Regardless of what type of business you are running or who your merchant account is set up with, there are going to be a range of fees associated with the account. The rates themselves will vary depending upon the provider, but there are a number of different types of rates associated with a merchant account, and knowing how to understand the different rates can help considerably in running your day-to-day business.
The first and foremost rate that everyone has to worry about regardless of who they are is the application fee. This is always a one-time fee that providers will charge you, and some will charge at the very beginning as part of the actual setup fee, while other companies will include it in the actual solution purchase or the cost of the lease. There are very few companies out there who do not have application fees, but if you can find one consider yourself lucky.
Beyond that, rates are dependent upon such things as the hardware and software that goes into operating your business. Here’s where things get tricky, though, because much of the cost of hardware and software is going to depend on whether or not you are running a physical location out of a brick-and-mortar building or if you are a mobile business that is continually on the go. In addition, although leases are sometimes beneficial to you as a business owner because they keep you from paying for a terminal up front, if you plan on doing business over a long period of time it is considerably cheaper to actually purchase the equipment rather than pay for a lease over the next X amount of months. For example, while a $30 a month lease for 48 months sounds like it might be a good idea at the beginning, by the time you add that up you could have paid for several of the actual devices that you were leasing in the first place. Not to mention, leases are incredibly difficult to get out of once they have been entered into, and if your business goes under within the first 48 months you are still liable for the lease until every last penny of the contract has been paid.

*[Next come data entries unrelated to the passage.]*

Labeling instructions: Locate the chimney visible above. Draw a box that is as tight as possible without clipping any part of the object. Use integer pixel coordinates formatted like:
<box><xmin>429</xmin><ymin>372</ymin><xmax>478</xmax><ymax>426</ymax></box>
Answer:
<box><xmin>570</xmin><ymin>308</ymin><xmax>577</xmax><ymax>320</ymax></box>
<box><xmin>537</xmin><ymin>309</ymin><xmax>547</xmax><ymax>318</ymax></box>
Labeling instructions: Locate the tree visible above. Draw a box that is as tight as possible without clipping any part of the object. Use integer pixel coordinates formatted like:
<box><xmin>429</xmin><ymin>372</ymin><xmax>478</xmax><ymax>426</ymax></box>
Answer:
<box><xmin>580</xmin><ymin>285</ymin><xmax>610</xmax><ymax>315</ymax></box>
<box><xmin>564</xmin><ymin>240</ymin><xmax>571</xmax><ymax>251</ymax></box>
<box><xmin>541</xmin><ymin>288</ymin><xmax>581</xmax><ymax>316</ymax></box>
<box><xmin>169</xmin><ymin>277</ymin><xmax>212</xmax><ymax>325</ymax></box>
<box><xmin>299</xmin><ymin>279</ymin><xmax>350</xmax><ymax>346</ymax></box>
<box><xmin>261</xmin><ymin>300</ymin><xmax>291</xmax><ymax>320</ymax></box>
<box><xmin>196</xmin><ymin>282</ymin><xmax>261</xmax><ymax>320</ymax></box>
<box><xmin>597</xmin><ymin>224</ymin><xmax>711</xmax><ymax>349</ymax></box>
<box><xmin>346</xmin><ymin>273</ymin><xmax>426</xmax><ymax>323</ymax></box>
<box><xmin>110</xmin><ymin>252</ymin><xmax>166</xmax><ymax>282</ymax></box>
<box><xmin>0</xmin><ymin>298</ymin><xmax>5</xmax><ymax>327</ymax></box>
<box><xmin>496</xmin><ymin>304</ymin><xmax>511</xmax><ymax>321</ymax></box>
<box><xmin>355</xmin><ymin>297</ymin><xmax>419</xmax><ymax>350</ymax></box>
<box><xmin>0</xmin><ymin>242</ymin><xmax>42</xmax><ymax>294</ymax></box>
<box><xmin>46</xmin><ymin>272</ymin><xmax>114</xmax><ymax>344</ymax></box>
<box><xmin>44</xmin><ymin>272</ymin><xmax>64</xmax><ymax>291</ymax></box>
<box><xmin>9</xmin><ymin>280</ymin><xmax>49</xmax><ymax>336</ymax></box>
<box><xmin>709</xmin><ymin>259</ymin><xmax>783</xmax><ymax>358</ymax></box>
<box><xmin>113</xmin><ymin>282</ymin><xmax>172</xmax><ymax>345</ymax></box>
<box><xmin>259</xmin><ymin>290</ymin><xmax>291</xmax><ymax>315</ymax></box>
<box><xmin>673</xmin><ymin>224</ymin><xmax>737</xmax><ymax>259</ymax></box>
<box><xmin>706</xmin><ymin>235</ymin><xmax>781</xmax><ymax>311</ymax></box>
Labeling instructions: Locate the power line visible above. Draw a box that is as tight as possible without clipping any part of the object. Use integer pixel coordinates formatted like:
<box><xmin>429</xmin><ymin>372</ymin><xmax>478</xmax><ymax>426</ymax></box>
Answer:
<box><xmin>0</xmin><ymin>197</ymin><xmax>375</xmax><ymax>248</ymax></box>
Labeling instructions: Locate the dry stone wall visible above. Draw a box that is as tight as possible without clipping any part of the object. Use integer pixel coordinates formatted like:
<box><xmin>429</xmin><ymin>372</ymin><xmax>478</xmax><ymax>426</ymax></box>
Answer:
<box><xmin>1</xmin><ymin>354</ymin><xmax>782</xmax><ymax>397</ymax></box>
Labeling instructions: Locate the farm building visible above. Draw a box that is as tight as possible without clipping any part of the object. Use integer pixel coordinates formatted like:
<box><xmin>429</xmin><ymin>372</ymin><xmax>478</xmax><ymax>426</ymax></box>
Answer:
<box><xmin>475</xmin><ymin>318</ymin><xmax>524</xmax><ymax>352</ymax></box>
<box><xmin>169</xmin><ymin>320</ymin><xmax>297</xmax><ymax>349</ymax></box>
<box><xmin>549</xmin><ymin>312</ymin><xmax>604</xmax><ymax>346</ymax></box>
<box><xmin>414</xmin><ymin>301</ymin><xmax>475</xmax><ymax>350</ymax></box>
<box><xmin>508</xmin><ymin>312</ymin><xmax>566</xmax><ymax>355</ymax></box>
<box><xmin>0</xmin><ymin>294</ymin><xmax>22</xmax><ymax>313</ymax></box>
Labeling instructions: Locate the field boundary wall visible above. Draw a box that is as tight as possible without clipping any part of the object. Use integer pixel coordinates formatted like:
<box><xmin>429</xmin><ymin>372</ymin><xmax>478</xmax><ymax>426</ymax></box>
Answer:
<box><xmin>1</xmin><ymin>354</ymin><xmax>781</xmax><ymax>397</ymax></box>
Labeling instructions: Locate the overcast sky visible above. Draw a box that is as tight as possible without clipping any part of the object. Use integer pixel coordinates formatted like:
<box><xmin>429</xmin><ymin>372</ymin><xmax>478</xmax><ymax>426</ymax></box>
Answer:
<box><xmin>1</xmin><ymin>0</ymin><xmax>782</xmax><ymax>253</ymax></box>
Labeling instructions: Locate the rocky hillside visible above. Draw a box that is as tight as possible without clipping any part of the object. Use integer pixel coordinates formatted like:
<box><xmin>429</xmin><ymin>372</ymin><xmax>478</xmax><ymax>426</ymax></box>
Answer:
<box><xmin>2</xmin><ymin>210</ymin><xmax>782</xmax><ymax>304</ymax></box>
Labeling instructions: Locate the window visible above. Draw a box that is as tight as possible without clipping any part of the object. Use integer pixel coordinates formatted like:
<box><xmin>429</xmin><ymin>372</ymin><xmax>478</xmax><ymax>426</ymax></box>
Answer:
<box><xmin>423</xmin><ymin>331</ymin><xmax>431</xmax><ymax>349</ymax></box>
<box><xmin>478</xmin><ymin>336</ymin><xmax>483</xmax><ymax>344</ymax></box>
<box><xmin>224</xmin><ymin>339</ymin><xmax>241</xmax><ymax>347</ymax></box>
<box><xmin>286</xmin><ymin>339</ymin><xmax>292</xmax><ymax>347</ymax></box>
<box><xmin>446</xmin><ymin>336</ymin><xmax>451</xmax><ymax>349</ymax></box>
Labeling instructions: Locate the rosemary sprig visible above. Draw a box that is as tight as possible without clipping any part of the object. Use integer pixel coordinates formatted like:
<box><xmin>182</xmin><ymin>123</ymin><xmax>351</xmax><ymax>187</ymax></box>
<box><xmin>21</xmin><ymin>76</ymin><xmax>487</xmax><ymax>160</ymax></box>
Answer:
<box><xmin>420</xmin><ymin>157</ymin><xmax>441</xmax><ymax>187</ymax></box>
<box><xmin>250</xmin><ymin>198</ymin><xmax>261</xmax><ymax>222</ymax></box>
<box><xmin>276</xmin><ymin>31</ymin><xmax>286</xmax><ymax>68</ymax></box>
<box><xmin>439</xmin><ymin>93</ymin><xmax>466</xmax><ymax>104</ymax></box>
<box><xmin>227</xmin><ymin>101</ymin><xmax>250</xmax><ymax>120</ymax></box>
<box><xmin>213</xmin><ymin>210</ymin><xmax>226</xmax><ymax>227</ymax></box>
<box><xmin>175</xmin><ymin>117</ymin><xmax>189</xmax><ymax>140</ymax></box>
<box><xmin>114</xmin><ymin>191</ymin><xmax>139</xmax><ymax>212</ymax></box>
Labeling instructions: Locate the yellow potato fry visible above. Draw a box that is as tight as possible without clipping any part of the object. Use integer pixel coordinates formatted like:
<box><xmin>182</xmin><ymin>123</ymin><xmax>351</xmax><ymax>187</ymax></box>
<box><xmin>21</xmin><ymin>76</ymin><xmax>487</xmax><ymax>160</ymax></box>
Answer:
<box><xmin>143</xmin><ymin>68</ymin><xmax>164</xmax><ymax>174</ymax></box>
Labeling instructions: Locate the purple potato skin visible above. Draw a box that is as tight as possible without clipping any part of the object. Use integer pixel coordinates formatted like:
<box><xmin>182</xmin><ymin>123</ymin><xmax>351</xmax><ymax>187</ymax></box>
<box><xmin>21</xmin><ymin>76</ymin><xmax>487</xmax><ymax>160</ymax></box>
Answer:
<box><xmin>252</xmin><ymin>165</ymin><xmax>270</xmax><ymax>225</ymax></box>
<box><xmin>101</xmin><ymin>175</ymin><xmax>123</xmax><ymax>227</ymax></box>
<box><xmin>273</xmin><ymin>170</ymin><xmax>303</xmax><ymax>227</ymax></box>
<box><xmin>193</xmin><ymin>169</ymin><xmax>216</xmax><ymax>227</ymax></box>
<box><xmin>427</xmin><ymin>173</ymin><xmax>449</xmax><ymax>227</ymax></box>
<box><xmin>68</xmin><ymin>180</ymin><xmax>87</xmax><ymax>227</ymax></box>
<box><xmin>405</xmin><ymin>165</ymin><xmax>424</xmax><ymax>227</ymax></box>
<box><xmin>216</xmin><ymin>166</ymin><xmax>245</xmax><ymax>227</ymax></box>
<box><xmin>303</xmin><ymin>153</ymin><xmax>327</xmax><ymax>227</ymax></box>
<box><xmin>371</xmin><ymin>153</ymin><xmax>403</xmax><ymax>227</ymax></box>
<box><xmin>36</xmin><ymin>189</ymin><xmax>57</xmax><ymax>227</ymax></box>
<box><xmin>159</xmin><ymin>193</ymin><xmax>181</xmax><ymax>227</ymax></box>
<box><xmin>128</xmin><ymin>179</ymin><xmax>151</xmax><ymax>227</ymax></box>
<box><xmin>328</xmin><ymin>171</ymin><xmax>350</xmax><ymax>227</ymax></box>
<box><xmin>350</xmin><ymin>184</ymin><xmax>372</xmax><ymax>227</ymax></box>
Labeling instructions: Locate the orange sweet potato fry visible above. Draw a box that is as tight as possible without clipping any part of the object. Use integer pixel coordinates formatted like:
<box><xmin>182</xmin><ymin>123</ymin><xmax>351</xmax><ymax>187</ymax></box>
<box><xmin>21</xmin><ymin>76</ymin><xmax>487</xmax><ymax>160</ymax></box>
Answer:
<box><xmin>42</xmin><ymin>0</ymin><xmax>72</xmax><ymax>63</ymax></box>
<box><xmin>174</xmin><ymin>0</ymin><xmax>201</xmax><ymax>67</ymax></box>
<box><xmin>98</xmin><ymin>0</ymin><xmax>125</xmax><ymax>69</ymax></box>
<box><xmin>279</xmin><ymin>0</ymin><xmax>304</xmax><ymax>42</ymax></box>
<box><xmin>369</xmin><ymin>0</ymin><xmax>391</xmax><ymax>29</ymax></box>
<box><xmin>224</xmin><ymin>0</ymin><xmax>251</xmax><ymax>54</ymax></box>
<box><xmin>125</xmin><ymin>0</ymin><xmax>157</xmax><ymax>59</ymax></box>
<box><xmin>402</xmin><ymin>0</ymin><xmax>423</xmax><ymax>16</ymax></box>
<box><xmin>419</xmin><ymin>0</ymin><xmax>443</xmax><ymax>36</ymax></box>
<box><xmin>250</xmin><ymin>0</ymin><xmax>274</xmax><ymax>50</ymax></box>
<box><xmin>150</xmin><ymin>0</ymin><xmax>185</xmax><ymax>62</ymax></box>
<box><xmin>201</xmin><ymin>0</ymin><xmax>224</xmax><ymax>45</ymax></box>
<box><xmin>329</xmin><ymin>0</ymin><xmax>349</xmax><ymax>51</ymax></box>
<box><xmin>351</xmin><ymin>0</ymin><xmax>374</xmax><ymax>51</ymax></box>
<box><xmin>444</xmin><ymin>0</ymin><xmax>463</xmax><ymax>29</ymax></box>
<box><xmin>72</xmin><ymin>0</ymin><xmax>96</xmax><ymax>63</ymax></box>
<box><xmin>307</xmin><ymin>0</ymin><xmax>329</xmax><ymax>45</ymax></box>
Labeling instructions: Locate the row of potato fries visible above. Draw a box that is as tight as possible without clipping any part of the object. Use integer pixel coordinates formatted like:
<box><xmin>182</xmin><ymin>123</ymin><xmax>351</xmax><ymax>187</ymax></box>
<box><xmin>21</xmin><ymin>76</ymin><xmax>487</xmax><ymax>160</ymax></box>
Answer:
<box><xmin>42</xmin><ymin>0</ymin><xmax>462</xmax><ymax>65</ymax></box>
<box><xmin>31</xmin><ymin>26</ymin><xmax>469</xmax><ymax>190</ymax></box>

Programming fees are also required, but they are generally only one-time fees that vary depending upon the selected provider. There’s also the standard discount rate which is the fixed percentage amount deducted from the purchase cost of each and every transaction that comes through your company, in addition to the per transaction fee that is standard across the board, although once again these fees range depending upon which company you go through. The rates are also affected by conditions such as a monthly minimum transaction value, to ensure the provider is getting the most money it can, as well as gateway access, and in some cases companies will actually charge you for your monthly statement.
These are just a sample of the types of fees that can affect the rates of your merchant account, so pay close attention to the fine print whenever you enter into an agreement with a merchant account provider.